Prohibition test case was from Jamestown

A 1932 test case from Jamestown determined if prohibition had really ended in North Dakota.

JSSP Keith Norman Column Sig

Prohibition ended in 1933 but not with a little confusion and a court case.

As it would turn out, one of the test court cases played out right here in Jamestown.

In the spring of 1933, an arrest was made for an alcohol violation in Jamestown.

This was no ordinary arrest. H.L. Briggs, the Jamestown chief of police, arrested a 50-year-old carpenter by the name of Chris Aipperspach. Aipperspach was accused of possessing two pints of “alleged” beer and accused of trafficking in alcohol.


It was a minor arrest to involve the chief of police which became more interesting when Aipperspach was held in the Stutsman County Jail in lieu of $1,500 bond.

I think all of this was arranged to create a test case for North Dakota’s prohibition laws.

The section of the North Dakota Constitution that had authorized prohibition in the state had been repealed by a vote of the people in November 1932. However, the state laws that provided for the enforcement of prohibition had not been changed.

M.C. Fredericks, a local Jamestown attorney, was representing Aipperspach in this situation. Fredericks filed a writ of habeas corpus asking for a court order for Aipperspach to be released from jail immediately.

In fact, Fredericks had already arranged a hearing on the writ before the North Dakota Supreme Court.

During the hearing, Fredericks argued that if the constitutional mandate for prohibition had been terminated the state laws regarding prohibition must also have been voided.

The North Dakota Supreme Court didn’t agree.

While the Supreme Court recognized the laws of prohibition in North Dakota may have been created because of the state constitution’s prohibition clause, they were independent and enforceable even if the constitution had been changed.

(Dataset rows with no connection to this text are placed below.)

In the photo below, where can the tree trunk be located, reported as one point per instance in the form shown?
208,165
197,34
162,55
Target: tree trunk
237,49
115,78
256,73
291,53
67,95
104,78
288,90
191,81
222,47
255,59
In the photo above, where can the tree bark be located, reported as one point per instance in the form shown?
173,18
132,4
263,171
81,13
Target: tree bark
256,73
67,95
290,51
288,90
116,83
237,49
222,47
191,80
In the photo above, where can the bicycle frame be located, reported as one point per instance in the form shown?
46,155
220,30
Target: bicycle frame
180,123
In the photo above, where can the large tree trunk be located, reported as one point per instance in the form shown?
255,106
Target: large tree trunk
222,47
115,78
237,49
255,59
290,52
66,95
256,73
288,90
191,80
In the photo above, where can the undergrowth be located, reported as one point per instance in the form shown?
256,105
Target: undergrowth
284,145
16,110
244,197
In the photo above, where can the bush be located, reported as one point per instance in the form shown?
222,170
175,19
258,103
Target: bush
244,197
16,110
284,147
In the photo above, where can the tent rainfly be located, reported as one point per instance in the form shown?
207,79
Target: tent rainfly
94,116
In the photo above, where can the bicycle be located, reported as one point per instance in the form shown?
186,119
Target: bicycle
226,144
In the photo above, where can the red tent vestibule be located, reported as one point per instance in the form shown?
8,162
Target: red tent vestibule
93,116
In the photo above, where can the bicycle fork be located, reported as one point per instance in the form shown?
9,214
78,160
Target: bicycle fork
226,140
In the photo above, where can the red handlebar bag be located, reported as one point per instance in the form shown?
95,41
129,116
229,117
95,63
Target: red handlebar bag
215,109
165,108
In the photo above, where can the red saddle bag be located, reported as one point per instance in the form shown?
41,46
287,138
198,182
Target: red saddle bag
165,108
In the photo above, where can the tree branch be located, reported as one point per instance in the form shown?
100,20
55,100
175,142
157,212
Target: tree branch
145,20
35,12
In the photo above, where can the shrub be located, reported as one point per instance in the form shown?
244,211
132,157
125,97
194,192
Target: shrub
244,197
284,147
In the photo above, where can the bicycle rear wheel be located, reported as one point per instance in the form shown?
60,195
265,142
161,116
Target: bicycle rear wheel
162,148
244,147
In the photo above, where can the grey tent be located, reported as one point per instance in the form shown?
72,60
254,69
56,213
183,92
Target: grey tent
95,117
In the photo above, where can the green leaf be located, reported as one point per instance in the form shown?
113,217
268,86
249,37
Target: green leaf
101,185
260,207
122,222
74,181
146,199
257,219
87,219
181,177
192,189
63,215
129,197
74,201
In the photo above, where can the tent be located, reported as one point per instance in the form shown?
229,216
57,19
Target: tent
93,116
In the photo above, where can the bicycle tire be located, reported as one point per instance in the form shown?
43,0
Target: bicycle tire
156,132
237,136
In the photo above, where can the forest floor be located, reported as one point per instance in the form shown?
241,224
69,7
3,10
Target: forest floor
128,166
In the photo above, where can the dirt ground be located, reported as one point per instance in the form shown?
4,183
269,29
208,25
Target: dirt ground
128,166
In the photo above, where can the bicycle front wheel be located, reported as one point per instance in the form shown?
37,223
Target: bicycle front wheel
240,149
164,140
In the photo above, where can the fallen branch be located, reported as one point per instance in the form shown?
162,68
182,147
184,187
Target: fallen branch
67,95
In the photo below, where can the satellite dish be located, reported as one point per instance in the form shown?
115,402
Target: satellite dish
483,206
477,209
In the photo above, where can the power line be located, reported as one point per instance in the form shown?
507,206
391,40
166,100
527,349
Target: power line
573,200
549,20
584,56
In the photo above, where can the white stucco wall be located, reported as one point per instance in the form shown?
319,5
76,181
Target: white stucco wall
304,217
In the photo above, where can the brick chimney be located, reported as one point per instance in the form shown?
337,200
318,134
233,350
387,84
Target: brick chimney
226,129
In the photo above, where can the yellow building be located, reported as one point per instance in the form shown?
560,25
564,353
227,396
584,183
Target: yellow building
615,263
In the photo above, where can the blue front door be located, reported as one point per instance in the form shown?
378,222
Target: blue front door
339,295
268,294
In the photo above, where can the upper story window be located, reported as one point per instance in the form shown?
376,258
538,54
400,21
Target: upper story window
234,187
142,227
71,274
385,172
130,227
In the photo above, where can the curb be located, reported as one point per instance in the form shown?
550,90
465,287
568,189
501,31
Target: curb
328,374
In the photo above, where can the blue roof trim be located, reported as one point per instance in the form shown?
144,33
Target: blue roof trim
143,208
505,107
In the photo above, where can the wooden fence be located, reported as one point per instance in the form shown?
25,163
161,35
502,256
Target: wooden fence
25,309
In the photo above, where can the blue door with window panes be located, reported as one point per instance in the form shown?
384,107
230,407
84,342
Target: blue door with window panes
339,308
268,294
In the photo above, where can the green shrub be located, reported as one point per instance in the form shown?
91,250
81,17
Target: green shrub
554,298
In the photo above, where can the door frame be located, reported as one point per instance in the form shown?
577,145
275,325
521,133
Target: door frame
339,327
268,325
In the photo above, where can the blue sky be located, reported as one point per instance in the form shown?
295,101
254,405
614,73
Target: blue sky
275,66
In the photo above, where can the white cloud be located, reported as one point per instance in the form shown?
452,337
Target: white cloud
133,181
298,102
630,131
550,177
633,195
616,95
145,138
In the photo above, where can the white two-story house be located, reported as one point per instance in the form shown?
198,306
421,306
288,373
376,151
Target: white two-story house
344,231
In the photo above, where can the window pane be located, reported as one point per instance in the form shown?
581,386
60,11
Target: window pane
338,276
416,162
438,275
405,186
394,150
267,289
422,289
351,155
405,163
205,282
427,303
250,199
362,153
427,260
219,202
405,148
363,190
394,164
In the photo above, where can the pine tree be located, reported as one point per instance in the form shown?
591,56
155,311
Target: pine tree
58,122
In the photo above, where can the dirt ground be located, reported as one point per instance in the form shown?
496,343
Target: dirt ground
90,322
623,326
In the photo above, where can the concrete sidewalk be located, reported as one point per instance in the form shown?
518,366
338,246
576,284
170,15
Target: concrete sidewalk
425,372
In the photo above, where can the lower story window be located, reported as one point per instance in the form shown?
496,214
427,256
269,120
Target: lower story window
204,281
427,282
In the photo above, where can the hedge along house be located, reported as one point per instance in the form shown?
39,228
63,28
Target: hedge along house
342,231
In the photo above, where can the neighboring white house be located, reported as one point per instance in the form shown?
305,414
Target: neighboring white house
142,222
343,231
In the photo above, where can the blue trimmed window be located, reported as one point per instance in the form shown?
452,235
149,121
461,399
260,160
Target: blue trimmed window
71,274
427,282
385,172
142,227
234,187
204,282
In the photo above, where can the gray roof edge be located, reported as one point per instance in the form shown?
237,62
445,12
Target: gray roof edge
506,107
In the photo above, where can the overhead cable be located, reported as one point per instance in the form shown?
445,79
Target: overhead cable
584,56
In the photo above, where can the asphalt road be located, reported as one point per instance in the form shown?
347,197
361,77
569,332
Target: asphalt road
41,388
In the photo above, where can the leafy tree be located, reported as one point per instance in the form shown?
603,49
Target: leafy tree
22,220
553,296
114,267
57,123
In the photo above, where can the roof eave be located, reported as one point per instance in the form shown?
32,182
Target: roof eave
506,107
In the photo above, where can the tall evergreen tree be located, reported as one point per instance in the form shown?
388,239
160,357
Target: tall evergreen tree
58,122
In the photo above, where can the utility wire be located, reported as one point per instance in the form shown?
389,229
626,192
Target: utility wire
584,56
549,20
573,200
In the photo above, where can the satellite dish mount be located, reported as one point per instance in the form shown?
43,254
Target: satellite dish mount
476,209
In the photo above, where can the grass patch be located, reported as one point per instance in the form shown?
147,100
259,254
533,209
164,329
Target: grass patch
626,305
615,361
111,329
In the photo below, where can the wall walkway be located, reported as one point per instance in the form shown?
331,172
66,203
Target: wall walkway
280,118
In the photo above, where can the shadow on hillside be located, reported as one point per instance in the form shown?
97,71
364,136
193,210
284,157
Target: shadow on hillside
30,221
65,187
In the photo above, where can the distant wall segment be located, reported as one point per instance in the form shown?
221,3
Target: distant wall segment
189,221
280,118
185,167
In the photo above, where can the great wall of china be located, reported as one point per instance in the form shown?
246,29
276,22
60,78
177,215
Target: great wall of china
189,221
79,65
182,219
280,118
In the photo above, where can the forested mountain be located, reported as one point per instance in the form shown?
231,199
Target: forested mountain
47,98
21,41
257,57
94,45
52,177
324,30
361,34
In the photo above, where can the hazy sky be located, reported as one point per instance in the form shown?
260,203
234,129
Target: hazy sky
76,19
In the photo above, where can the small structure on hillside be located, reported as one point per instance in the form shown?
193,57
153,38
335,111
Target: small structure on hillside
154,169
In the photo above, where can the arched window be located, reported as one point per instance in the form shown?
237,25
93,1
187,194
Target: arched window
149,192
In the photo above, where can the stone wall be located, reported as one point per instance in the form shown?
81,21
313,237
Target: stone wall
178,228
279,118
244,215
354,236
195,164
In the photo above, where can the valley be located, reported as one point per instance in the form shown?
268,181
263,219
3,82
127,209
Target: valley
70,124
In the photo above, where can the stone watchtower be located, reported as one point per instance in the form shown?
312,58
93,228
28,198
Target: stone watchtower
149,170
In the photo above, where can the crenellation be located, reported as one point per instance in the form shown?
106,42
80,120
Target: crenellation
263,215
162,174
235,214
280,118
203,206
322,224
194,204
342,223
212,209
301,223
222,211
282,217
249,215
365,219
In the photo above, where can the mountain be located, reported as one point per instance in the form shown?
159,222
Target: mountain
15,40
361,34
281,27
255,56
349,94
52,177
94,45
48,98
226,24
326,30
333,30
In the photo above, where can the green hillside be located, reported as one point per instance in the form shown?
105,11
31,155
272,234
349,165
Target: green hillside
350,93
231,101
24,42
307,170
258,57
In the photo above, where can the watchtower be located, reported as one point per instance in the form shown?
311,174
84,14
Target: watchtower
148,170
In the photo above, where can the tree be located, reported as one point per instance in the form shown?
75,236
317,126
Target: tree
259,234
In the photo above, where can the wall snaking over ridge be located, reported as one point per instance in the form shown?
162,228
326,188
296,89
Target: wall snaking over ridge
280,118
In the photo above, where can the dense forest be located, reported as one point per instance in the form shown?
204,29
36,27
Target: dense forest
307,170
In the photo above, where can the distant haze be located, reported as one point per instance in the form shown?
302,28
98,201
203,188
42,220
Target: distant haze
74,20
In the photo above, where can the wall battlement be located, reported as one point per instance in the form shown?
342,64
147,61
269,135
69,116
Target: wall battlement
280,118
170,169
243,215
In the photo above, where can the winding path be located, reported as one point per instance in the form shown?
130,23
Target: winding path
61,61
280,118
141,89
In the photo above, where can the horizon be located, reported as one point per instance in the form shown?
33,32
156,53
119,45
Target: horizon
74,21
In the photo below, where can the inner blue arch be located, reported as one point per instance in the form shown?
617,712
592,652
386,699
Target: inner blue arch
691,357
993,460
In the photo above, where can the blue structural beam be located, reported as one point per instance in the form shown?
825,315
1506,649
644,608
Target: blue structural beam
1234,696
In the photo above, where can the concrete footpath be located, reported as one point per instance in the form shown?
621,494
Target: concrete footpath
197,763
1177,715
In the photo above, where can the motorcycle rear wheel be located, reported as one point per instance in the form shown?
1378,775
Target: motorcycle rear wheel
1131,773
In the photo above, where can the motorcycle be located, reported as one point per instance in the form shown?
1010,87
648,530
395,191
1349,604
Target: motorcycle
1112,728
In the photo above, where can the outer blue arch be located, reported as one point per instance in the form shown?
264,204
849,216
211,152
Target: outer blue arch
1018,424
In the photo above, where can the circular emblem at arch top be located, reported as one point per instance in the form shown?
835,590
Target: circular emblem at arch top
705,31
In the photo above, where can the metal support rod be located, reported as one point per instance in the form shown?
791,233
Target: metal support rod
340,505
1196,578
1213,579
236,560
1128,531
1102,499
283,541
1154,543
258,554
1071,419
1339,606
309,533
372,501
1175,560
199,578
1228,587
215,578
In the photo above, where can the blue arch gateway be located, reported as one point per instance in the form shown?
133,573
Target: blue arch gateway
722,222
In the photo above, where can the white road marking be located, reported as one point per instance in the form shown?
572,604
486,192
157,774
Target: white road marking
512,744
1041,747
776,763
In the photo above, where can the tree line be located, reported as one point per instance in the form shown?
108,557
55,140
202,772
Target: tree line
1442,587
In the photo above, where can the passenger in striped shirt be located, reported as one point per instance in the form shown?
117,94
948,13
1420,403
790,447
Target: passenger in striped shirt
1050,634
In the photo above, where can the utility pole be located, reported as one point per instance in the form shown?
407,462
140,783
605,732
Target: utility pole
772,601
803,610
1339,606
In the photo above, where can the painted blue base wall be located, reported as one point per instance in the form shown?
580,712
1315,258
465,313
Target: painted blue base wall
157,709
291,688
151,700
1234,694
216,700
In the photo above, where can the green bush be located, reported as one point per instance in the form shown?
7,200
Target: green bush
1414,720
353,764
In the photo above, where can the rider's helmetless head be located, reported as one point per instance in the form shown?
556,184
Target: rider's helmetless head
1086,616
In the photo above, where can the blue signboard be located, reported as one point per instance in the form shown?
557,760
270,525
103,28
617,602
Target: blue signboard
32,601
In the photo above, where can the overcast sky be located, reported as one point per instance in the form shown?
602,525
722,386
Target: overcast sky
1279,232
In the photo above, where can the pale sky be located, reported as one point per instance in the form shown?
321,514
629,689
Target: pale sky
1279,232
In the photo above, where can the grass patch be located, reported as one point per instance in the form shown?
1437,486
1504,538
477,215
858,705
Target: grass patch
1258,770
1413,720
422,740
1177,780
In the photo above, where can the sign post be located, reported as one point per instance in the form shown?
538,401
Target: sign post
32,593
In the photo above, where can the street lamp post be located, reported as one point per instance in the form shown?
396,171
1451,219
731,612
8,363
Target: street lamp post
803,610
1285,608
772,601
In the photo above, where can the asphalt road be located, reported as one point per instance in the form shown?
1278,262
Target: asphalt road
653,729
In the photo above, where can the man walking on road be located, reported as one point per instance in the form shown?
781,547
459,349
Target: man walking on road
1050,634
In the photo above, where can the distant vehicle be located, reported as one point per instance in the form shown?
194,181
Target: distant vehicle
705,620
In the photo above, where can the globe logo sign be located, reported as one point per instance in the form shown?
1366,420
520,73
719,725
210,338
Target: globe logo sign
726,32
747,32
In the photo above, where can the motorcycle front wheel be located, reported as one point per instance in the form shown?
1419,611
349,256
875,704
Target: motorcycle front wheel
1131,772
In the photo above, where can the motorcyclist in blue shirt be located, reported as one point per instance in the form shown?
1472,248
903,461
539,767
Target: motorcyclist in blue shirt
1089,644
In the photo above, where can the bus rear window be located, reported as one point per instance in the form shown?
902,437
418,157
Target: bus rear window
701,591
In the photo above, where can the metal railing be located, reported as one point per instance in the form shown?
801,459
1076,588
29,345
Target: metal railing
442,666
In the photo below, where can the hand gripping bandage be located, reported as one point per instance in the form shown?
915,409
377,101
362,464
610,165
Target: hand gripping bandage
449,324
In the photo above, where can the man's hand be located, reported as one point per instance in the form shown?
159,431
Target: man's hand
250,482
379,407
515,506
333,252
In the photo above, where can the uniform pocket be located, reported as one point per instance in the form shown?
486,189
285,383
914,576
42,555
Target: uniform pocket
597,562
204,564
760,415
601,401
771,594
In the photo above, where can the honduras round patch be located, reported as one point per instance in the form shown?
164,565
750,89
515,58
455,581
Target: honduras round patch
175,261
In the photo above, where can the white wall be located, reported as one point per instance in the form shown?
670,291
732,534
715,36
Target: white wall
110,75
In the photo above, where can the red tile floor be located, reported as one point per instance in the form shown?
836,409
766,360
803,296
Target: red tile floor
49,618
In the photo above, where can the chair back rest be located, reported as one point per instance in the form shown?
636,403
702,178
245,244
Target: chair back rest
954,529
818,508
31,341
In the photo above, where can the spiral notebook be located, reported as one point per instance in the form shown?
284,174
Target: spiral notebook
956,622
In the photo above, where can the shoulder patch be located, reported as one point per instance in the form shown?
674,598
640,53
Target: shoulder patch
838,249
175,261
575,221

In other words, alcohol was still against the law in North Dakota.

It took another initiated measure, this one on Sept. 22, 1933, to allow the manufacture and sale of beer in North Dakota. The measure passed by a more than 2-to-1 margin.

North Dakota took two public votes over nearly a year to legalize weak beer. None of this changed the promotion against had liquor.

Hopefully, Aipperspach was released from jail while the changes in law were approved.